Na pecuária, a sucessão familiar desempenha um papel importante na continuidade da atividade e, para os especialistas, é consenso de que é preciso uma mudança de paradigmas para que as fazendas se adequem ao contexto atual.

“Mostramos aqui iniciativas a serem utilizadas como exemplo. O desafio é mudar a chave dessas pessoas, mostrar que é economicamente viável e tem rentabilidade. É a melhor forma de mudar comportamento”, afirma Murilo, que acredita que a atividade na região tem potencial de competir com iniciativas das regiões Sul e Sudeste.

Para tornar isso realidade, Murilo aponta a necessidade de maior atuação da assessoria técnica nas atividades e no dia a dia dos produtores para adequar as orientações às particularidades de cada propriedade.

Além disso, a gestão organizacional da fazenda exerce papel essencial. “O grande sucesso da pecuária depende da equipe integrada e de planejamento para que as práticas como manejo de taxa de lotação, suplementação, ajuste de consumo, funcionem. E isso é um trabalho de anos de implementação, é preciso acompanhar e dar suporte”, diz.

As fazendas Moleana e Caruru, localizadas em Nova Monte Verde, por exemplo, tornaram-se referência com a implementação de uma sala de gestão onde são debatidas as atividades das propriedades diretamente com os peões.

Também foi adotado sistemas de mensuração da qualificação dos colaboradores e incentivos às capacitações.

Diante da demanda por assessoria técnica qualificada e o distanciamento dos egressos da universidade, Dalton Pereira, um dos fundadores do GEPI e professor do curso de Ciências Agrárias no campus de Sinop da UFMT, avalia que o evento teve a importância de colocar os estudantes em contato com a realidade de campo.

“Muitas vezes o que se aprende na universidade não se aplica na propriedade porque é preciso conhecer as especificidades daquela propriedade, do perfil do produtor, da logística e das dificuldades”, comenta.

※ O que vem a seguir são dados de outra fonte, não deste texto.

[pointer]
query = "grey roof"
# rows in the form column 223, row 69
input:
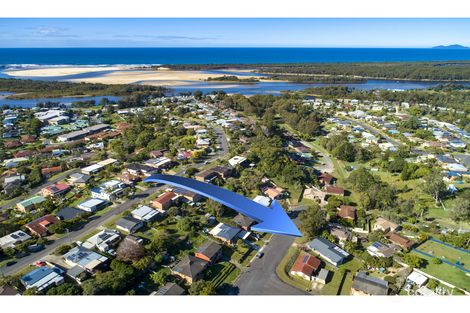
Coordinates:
column 243, row 221
column 190, row 266
column 209, row 249
column 328, row 250
column 128, row 222
column 323, row 274
column 69, row 213
column 370, row 285
column 170, row 289
column 75, row 271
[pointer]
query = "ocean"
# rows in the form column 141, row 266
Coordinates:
column 111, row 56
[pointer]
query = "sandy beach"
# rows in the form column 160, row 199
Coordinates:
column 59, row 71
column 122, row 75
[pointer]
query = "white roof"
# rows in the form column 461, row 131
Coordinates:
column 90, row 203
column 417, row 278
column 266, row 201
column 144, row 213
column 13, row 238
column 236, row 160
column 92, row 168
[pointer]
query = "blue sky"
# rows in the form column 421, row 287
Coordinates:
column 205, row 32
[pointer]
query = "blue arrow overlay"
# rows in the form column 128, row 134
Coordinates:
column 271, row 219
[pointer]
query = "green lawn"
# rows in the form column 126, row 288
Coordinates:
column 446, row 253
column 446, row 273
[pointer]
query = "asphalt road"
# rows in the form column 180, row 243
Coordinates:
column 37, row 189
column 103, row 219
column 261, row 278
column 376, row 132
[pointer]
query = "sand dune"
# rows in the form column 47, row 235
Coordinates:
column 59, row 71
column 120, row 75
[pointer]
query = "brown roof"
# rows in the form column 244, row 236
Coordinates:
column 39, row 226
column 347, row 211
column 306, row 264
column 400, row 240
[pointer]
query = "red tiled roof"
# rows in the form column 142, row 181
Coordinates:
column 326, row 178
column 12, row 144
column 49, row 170
column 306, row 264
column 39, row 226
column 347, row 211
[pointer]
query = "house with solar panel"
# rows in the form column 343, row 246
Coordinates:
column 328, row 251
column 85, row 258
column 43, row 278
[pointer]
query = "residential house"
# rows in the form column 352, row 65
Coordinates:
column 384, row 225
column 225, row 233
column 55, row 190
column 169, row 289
column 209, row 251
column 79, row 179
column 92, row 205
column 50, row 171
column 364, row 284
column 334, row 191
column 243, row 221
column 103, row 241
column 85, row 258
column 43, row 278
column 188, row 195
column 10, row 240
column 145, row 213
column 400, row 240
column 128, row 178
column 274, row 193
column 30, row 203
column 140, row 169
column 328, row 251
column 164, row 201
column 190, row 268
column 237, row 160
column 159, row 163
column 39, row 226
column 347, row 212
column 129, row 224
column 214, row 172
column 305, row 266
column 68, row 213
column 381, row 250
column 109, row 191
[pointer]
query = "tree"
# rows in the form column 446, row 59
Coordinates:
column 414, row 260
column 160, row 278
column 130, row 251
column 65, row 289
column 202, row 287
column 312, row 221
column 434, row 185
column 215, row 208
column 461, row 209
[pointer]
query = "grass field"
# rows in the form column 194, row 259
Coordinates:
column 446, row 253
column 443, row 271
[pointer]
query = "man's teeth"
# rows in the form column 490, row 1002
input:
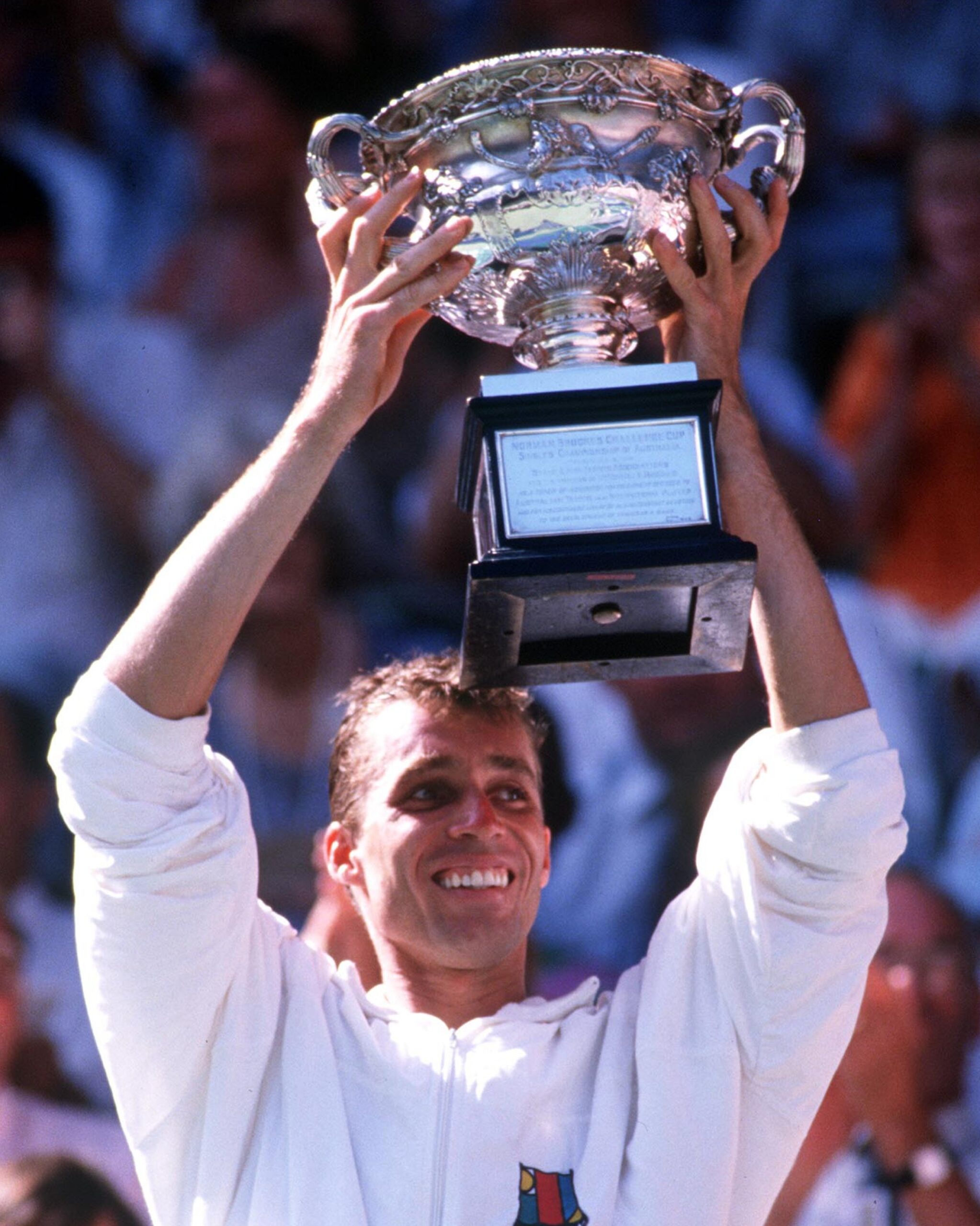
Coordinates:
column 476, row 881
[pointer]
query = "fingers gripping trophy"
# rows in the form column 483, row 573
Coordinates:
column 592, row 483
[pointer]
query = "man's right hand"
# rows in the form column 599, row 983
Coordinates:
column 376, row 312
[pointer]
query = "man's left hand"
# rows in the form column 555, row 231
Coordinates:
column 708, row 329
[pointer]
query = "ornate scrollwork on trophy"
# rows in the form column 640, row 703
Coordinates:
column 565, row 161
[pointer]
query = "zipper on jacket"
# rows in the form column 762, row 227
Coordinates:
column 443, row 1115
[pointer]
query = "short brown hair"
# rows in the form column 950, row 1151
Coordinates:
column 432, row 682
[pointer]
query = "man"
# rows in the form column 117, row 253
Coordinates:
column 257, row 1082
column 893, row 1142
column 49, row 965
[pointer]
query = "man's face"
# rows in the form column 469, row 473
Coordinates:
column 454, row 798
column 925, row 936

Para Ayrton, a presença de técnicos e pesquisadores trazem lições valiosas para o sucesso do empreendimento.

“A tecnologia é essa ponte que consegue transpor o antigo e chegar ao novo. Nossos pais tocavam a pecuária sem acompanhamento técnico, que agora temos. O sistema antigo de desmatar mais para produzi já está superado. Produzimos mais ainda sem derrubar uma árvore”, finaliza.